16
Apr
2008

Filed under: django, geography, location

6 comments

Django geography hacks

If you need to handle some basic geography in your Django application, but can't or don't want to use GeoDjango, here are some quick hacks to accomplish simple geocoding and distance calculations.

When I set out to add these to my app, I looked around for something already written, and of course found GeoDjango, which incorporates tons of GIS functions. But it's its own Django branch, with a hefty list of prerequisite software. It looks great for serious GIS projects, but it was more than I wanted to take on for this. Fortunately, I found a lighter alternative, geopy, which was just what I was after.

First, I had to geocode my locations, finding their latitude and longitude using addresses or postal codes. Google and Yahoo! have mapping APIs with excellent geocoding, but you're only allowed to use their geocoding data to display their maps. Fortunately, geopy supports a number of other geocoding services with better terms. I'll use geocoder.us, which is free for non-commercial use and very reasonable otherwise.

Once you have coordinates, geopy gives you a number of accurate, easy methods to calculate distance. So, on to integrating it into your Django model.
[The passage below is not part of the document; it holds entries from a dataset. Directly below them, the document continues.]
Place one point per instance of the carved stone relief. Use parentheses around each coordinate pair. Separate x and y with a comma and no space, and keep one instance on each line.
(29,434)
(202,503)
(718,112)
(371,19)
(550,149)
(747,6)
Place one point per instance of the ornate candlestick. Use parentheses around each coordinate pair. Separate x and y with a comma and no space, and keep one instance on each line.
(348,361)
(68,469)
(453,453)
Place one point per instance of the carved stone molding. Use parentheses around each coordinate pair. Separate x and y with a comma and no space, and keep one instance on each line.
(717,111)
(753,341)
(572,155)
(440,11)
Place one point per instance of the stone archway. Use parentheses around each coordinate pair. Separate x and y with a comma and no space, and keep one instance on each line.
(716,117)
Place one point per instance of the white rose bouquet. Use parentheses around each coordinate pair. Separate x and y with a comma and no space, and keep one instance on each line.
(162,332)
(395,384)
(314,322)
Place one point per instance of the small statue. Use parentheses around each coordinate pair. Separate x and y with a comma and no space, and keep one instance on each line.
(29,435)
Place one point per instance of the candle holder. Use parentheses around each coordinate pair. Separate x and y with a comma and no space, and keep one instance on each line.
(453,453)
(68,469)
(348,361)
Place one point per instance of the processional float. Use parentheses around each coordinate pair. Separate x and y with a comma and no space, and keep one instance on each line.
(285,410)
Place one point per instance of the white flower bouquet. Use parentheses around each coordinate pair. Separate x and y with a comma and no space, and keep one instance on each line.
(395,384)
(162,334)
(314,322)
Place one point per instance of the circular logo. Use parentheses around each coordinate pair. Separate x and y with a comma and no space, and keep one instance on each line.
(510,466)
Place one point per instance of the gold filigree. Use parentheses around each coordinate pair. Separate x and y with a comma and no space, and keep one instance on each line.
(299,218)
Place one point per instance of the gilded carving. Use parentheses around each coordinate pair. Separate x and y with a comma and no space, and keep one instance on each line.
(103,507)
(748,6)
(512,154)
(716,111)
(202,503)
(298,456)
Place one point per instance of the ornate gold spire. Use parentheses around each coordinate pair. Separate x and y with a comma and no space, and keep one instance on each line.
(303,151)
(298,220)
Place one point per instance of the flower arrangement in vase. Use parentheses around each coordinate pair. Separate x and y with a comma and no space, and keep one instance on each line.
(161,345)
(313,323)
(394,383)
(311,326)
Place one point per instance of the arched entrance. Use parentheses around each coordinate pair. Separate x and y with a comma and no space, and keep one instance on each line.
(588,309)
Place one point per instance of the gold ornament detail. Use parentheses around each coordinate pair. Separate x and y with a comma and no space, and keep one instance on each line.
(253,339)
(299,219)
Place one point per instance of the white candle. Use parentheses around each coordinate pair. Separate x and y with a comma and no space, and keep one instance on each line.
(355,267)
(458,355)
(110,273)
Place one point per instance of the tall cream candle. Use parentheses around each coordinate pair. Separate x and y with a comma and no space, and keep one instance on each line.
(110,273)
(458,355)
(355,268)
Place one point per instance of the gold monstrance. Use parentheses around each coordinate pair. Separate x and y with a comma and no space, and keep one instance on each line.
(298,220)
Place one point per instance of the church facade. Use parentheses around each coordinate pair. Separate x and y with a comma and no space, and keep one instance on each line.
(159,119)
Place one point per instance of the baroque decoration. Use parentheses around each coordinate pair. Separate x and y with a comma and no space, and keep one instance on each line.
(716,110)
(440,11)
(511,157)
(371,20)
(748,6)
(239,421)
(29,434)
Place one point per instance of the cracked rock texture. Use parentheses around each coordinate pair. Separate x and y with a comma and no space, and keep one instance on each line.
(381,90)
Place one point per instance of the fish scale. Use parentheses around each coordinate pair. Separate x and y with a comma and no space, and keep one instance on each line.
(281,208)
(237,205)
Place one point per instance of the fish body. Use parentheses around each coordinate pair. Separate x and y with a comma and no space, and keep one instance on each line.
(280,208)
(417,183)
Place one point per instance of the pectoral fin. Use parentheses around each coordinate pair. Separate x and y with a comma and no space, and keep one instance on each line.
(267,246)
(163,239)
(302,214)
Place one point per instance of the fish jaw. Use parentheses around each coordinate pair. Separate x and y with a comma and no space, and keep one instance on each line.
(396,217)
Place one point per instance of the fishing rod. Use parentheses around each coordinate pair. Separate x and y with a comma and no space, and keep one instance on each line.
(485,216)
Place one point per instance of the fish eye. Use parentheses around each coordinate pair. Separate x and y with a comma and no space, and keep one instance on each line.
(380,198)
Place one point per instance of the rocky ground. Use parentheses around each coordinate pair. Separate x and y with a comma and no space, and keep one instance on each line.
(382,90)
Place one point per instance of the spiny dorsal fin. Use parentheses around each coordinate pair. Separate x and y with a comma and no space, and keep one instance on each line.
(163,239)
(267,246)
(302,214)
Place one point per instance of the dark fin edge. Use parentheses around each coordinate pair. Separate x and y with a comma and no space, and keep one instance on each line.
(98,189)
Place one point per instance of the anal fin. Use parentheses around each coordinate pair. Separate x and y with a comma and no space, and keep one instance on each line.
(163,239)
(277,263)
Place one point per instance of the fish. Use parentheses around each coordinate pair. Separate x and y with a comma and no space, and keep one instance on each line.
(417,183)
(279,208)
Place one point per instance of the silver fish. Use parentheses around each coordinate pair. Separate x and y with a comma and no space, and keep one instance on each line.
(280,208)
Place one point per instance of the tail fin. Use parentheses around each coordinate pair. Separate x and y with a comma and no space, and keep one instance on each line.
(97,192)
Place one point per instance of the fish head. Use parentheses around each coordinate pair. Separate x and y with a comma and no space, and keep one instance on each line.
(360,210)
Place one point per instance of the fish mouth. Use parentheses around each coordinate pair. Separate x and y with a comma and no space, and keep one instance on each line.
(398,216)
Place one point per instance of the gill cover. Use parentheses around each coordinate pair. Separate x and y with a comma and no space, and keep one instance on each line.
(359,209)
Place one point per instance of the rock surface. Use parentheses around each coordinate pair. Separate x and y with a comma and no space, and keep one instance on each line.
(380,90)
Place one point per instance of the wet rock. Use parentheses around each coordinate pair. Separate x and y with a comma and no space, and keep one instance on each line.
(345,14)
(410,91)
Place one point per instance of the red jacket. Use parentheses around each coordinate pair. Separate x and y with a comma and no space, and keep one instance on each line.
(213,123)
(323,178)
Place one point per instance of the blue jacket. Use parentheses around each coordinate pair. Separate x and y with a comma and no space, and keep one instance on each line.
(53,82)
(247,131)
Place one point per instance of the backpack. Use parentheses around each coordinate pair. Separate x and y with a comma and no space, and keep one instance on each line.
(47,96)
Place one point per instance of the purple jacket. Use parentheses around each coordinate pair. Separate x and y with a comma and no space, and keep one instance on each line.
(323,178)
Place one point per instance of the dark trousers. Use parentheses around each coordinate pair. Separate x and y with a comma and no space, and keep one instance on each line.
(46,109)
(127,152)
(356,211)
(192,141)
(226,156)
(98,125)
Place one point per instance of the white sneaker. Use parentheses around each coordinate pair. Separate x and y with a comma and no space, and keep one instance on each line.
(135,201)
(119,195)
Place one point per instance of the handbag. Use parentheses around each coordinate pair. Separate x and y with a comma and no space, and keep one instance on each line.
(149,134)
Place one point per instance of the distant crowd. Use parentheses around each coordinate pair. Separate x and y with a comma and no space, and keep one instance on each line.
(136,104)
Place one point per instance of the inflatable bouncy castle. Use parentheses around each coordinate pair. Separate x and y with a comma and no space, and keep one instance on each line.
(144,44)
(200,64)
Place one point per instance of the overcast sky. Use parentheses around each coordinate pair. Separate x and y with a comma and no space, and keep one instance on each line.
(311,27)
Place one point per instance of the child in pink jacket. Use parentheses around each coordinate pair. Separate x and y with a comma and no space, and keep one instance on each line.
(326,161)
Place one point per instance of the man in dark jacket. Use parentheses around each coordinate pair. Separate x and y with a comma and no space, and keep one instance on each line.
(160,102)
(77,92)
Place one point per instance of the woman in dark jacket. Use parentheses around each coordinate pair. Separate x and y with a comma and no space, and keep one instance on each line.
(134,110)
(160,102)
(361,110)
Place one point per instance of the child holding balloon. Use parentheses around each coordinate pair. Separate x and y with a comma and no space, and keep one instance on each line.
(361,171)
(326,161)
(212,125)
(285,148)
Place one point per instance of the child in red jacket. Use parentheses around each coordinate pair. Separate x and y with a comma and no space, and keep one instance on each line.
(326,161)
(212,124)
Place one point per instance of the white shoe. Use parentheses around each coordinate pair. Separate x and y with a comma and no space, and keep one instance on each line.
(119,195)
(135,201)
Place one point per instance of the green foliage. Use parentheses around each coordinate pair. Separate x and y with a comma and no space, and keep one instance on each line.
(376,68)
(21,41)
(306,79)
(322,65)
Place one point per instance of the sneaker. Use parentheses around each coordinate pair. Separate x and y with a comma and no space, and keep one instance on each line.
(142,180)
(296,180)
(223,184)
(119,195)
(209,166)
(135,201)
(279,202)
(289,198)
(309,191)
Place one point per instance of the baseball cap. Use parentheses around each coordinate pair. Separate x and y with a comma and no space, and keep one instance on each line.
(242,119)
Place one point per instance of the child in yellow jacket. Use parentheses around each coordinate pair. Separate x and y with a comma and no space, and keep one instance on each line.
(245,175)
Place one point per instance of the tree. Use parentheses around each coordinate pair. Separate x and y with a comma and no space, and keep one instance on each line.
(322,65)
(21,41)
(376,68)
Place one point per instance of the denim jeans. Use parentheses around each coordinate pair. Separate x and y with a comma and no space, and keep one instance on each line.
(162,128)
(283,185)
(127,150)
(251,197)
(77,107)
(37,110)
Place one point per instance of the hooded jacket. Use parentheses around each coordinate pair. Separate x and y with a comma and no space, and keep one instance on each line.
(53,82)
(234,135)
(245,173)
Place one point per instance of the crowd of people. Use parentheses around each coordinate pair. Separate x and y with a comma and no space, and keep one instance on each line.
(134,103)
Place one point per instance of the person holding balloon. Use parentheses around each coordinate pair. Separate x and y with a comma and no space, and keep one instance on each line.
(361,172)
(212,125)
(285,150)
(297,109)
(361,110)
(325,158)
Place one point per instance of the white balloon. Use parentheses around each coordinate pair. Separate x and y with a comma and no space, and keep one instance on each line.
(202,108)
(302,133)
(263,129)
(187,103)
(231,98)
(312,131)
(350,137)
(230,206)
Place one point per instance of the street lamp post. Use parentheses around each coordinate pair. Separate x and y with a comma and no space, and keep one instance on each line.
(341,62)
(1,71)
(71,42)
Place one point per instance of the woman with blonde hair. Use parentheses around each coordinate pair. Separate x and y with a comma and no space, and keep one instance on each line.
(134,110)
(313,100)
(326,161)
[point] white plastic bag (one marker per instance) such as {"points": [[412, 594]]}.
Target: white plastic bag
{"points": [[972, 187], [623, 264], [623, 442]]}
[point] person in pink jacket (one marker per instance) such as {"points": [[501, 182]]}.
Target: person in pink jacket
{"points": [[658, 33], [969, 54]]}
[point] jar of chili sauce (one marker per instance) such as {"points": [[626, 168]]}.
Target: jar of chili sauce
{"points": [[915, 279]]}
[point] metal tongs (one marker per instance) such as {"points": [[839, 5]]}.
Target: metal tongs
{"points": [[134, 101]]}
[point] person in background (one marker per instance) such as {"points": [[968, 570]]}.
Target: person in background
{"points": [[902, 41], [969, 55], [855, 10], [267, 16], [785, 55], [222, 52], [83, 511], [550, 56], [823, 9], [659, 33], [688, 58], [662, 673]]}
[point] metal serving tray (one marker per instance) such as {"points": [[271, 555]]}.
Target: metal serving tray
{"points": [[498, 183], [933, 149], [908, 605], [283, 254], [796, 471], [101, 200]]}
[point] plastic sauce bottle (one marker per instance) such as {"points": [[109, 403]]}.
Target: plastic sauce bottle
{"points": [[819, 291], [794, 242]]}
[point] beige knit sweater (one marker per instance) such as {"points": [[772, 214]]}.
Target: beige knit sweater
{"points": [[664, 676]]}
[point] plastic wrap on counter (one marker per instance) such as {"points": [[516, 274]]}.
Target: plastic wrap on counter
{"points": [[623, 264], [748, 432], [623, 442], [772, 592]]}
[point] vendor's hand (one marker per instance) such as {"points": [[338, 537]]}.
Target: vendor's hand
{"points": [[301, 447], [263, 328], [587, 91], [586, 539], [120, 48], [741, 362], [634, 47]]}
Here's an example:

from django.db import models
from django.contrib.localflavor.us.us_states import STATE_CHOICES

import geopy.distance
from geopy import geocoders

class LocationManager(models.Manager):
  def __init__(self):
    super(LocationManager, self).__init__()

  def near(self, latitude=None, longitude=None, distance=None):
    if not (latitude and longitude and distance):
      return []

    queryset = super(LocationManager, self).get_query_set()

    # prune down the set of all locations to something we can quickly check precisely
    rough_distance = geopy.distance.arc_degrees(arcminutes=geopy.distance.nm(miles=distance)) * 2
    queryset = queryset.filter(
          latitude__range=(latitude - rough_distance, latitude + rough_distance), 
          longitude__range=(longitude - rough_distance, longitude + rough_distance)
          )

    locations = []
    for location in queryset:
      if location.latitude and location.longitude:
        exact_distance = geopy.distance.distance(
                  (latitude, longitude),
                  (location.latitude, location.longitude)
                  )
        exact_distance.calculate()
        if exact_distance.miles <= distance:
          locations.append(location)

    queryset = queryset.filter(id__in=[l.id for l in locations])
    return queryset

class Location(models.Model):
  objects = LocationManager()
  name = models.CharField(max_length=100)
  address = models.TextField()
  city = models.CharField(max_length=100)
  state = models.USStateField(choices=STATE_CHOICES)
  zipcode = models.CharField(max_length=10)
  latitude = models.FloatField(blank=True, null=True)
  longitude = models.FloatField(blank=True, null=True)

  def save(self):
    if not (self.latitude and self.longitude):
      geocoder = geocoders.GeocoderDotUS()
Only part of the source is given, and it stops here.